The restrictions, which went into effect on Wednesday, take aim at all palm oil produced by FGV Holdings Berhad, a Malaysian-based agricultural company, and come after a yearlong CBP investigation into labor abuses.
CBP uncovered indicators of forced labor including physical and sexual violence, debt bondage, retention of identification documents and withholding of wages, said Brenda Smith, executive assistant commissioner of CBP’s Office of Trade.
The agency also found potential child labor being used in FGV Holdings’ palm oil manufacturing process.
“The use of forced labor in supply chains is not acceptable to the United States,” Smith said. “It is a requirement that the US importing community ensure that their supply chains are clean.”
CBP issued a “Withhold Release Order” against palm oil products from FGV Holdings.
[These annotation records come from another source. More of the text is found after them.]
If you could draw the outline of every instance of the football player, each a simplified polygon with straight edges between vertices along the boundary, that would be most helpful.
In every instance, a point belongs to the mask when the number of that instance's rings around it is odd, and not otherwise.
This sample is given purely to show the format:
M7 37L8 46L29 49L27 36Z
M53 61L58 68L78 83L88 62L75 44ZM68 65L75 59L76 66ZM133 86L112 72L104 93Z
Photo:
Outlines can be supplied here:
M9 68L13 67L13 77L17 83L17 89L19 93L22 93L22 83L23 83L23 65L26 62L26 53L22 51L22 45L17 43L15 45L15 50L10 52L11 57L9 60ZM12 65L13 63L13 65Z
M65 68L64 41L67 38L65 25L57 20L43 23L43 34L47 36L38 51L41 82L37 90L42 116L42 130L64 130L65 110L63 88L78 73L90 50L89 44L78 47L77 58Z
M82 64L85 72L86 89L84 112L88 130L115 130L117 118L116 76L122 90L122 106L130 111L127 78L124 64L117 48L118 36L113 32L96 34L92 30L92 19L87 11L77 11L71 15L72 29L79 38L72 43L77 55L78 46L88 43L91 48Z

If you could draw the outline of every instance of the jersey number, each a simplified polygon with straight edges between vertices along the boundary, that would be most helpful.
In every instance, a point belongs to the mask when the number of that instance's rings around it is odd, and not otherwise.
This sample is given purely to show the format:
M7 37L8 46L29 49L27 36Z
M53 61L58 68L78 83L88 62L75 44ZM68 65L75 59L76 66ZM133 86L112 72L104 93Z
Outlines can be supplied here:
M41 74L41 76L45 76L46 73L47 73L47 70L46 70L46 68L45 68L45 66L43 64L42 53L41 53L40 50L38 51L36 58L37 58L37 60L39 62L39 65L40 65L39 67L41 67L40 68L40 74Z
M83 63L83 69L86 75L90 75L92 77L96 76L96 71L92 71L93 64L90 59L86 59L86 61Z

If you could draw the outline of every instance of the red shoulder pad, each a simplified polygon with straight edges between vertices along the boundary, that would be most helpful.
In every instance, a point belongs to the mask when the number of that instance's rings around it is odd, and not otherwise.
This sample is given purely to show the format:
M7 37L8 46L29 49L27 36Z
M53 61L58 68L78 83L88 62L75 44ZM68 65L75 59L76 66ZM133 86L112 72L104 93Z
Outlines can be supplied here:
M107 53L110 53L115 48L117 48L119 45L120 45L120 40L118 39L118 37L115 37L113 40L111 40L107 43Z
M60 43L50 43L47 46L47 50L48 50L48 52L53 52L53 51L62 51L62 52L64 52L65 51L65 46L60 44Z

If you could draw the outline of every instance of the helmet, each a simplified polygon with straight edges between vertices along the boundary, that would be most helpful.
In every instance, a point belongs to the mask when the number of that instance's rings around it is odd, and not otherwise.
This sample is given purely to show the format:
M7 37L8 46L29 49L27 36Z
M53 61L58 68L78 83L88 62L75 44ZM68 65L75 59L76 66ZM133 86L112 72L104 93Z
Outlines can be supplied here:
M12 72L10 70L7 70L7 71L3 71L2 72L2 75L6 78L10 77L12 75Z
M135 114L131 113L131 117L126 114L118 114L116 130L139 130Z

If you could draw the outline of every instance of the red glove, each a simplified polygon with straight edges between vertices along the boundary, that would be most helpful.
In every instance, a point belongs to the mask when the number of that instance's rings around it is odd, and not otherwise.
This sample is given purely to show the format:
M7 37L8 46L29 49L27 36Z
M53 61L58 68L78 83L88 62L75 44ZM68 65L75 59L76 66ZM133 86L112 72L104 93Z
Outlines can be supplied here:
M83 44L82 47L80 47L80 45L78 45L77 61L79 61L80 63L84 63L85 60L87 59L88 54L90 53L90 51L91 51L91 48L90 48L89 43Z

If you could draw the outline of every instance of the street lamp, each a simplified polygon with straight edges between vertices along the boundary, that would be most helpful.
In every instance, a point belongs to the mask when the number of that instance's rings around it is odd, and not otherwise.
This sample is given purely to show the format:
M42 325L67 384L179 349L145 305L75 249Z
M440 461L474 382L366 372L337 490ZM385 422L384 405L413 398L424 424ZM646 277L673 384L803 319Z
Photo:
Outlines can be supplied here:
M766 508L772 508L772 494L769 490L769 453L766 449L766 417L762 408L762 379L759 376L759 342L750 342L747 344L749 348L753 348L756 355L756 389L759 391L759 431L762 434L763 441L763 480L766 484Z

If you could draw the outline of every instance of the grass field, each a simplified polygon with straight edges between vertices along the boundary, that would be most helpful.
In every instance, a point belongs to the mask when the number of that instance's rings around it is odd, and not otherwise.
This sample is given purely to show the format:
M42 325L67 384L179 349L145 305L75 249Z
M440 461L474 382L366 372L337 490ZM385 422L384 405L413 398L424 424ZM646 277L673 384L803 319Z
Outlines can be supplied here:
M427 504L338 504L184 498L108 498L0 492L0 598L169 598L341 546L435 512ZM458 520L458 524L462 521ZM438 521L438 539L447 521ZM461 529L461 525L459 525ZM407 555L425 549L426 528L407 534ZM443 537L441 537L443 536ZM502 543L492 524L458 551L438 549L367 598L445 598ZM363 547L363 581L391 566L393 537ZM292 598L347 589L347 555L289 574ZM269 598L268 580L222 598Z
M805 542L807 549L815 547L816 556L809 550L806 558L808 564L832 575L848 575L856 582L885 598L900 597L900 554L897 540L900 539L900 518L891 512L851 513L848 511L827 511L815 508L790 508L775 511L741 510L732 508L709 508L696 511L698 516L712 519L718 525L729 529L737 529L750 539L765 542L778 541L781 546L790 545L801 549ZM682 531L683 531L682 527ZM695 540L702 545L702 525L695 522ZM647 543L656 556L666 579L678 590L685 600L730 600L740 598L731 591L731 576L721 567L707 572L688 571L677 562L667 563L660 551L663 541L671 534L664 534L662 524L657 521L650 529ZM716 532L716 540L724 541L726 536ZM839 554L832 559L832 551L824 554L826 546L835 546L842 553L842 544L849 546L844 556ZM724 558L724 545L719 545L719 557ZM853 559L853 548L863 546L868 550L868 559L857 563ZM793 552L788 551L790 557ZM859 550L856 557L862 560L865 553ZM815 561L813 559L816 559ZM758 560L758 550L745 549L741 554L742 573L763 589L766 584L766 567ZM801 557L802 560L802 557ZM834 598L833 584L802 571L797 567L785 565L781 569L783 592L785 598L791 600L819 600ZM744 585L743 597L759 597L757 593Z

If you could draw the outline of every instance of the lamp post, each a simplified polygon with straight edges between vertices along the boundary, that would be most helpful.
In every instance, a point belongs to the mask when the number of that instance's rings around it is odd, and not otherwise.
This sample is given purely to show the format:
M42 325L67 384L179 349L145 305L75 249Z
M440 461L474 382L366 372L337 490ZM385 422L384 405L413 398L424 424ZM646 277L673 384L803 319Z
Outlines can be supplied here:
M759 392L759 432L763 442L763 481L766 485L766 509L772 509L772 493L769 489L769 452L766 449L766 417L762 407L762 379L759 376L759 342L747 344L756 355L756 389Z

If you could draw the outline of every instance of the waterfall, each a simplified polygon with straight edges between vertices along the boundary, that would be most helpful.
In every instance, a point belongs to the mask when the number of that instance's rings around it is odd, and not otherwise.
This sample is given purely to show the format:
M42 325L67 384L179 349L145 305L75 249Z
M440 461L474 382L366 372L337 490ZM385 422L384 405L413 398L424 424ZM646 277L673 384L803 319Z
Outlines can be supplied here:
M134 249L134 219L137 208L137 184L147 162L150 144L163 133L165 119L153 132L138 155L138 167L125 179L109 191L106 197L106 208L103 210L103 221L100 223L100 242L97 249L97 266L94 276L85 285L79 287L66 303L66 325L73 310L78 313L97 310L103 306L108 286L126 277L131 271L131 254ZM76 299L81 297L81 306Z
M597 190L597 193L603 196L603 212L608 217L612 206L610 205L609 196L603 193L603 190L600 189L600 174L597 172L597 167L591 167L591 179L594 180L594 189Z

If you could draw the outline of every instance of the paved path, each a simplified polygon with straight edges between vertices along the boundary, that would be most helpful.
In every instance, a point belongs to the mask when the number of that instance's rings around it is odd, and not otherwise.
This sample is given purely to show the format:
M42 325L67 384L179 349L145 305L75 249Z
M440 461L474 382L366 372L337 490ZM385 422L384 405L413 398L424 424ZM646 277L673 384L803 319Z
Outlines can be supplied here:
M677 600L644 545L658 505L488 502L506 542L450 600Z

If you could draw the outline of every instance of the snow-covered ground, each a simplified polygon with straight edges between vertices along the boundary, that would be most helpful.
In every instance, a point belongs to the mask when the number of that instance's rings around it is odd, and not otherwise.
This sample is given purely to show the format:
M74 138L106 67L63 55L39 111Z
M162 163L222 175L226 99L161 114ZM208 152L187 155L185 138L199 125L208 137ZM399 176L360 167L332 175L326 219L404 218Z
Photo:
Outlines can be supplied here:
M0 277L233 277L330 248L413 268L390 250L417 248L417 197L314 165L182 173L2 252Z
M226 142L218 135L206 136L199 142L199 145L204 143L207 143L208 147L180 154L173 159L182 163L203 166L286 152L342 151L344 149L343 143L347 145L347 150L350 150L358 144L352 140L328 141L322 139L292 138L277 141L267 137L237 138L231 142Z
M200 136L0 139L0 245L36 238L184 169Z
This allows the agency to detain these products at US ports of entry and forces importers to either export the products or prove that the palm oil was produced without forced labor. Sometimes shipments already headed to the US will be rerouted.
“There certainly is a lot of work that remains to be done,” Smith said about the coming fiscal year.
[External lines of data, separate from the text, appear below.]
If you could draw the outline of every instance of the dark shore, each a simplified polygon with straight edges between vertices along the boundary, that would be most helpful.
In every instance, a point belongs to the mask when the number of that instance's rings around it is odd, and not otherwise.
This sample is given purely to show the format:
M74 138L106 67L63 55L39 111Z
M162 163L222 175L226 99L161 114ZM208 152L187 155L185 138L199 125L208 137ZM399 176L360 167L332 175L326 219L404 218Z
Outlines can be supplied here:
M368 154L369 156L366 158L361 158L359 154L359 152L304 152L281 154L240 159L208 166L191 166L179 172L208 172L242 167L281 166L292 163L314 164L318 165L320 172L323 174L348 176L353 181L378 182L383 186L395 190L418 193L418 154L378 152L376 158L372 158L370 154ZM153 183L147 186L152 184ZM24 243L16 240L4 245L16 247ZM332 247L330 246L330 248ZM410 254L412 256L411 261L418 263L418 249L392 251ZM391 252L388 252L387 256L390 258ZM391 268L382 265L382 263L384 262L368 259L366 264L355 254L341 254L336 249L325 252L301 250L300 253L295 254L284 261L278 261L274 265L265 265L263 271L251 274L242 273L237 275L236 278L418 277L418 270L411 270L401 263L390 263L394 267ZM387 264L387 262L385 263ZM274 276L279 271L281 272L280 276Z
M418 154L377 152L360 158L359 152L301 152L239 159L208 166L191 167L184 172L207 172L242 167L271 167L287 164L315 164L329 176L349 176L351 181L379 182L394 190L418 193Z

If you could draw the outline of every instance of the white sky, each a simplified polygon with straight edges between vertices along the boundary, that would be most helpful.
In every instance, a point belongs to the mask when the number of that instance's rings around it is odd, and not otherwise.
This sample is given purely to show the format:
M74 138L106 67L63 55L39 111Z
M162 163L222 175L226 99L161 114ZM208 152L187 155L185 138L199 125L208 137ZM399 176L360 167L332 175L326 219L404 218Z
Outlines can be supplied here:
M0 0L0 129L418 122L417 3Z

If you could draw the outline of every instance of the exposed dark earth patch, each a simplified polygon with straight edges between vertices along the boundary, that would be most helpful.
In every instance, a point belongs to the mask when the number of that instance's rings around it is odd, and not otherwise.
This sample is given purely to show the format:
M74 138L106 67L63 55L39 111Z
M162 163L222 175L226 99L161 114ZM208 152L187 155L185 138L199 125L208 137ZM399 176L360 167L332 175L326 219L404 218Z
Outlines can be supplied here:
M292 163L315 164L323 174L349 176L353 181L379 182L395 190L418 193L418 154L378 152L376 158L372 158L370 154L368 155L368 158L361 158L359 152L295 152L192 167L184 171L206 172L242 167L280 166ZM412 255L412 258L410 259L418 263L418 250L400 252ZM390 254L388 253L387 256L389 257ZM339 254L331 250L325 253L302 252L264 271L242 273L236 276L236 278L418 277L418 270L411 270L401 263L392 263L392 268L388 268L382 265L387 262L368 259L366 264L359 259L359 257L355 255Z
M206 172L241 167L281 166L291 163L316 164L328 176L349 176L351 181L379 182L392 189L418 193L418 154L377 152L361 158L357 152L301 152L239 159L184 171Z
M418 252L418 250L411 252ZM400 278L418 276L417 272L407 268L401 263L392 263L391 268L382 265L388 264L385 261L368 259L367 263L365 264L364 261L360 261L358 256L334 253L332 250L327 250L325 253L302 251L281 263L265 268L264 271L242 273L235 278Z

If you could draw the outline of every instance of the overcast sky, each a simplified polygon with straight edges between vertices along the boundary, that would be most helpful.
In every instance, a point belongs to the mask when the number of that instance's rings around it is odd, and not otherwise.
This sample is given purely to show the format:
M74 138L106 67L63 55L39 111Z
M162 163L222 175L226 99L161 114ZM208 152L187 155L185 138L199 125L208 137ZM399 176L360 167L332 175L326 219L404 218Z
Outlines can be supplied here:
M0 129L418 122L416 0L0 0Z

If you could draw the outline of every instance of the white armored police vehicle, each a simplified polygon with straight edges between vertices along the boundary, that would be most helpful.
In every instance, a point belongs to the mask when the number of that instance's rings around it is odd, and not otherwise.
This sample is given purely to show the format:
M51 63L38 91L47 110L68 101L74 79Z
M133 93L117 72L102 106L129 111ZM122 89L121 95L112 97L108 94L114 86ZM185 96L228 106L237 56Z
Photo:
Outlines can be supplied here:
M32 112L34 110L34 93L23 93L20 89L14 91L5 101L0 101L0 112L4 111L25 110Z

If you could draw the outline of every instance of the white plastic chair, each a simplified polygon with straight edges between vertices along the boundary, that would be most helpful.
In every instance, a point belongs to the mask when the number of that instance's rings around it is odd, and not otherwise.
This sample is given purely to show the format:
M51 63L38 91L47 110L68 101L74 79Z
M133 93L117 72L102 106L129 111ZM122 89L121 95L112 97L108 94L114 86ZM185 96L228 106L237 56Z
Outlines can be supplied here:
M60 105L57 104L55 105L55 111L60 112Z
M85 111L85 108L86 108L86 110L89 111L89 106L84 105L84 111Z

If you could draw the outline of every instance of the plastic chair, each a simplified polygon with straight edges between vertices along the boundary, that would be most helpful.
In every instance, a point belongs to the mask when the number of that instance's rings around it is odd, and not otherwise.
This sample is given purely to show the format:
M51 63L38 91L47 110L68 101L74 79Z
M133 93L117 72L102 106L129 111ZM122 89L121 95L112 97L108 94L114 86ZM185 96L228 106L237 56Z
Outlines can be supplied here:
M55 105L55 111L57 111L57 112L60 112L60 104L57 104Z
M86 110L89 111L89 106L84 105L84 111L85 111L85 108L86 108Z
Palm oil is a “widespread commodity” used in many products, from food to cosmetics to biofuel, Smith said. It has a variety of product labels, all of which are covered under this order. There have been $147 billion in US imports of palm oil products since August 2018, according to CBP. The new restrictions on FGV Holdings will not have a significant impact on total US imports of palm oil and palm oil products, the agency found.
CBP believes “a number” of US companies import palm oil products from FGV Holdings, Smith said, declining to comment on specifics.
CBP uses a variety of open source information to assist its investigation, such as news reports and nongovernmental reporting. Smith said this investigation had been going on for around a year.